By packaging energy models as FMUs, the consortium ensured that a model created by one partner could be imported and executed by any other partner's tools without modification. A behavioural model of a welding robot's energy consumption, developed using one simulation environment, could be seamlessly combined with a conveyor system model from a completely different tool. This interoperability was essential for building complete production line simulations from individual component models.
Component-Level Precision at Scale
The FMU approach enabled what might be called "component-level precision at production-line scale." Each component, whether a servo drive, a pneumatic actuator, or a heating element, was modelled individually with high fidelity. These component-level FMUs were then composed into larger system models that represented entire production stations or lines. The FMI standard's support for co-simulation meant that each component could maintain its own solver and time-stepping logic while still participating in a coordinated overall simulation.
This bottom-up approach yielded significantly more accurate energy forecasts than top-down estimation methods. Instead of applying generic energy profiles to broad categories of equipment, the platform could predict the exact energy draw of specific machines under specific operating conditions. The difference in accuracy was substantial enough to enable optimisations that simpler models would have missed entirely.
Beyond the Project
The consortium's experience with FMI also contributed back to the broader standardisation ecosystem. By pushing the boundaries of what the standard could handle in terms of energy-specific modelling and real-time co-simulation, the project identified areas where future versions of FMI could be enhanced. Several partners continued their involvement in FMI-related standardisation activities after the project concluded, helping to shape the evolution of the standard based on practical industrial experience.
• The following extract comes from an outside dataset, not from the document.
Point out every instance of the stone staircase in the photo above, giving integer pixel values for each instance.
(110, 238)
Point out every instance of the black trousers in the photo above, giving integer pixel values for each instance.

For organisations considering similar energy optimisation initiatives, the SPEAR experience offers a clear lesson: investing in open standards pays dividends. The initial effort of packaging models in FMI-compliant formats was repaid many times over through reduced integration costs, broader reusability of models, and the ability to leverage a growing ecosystem of compatible tools. As the manufacturing sector accelerates its digital transformation, standards like FMI will continue to serve as critical enablers of cross-company and cross-tool collaboration.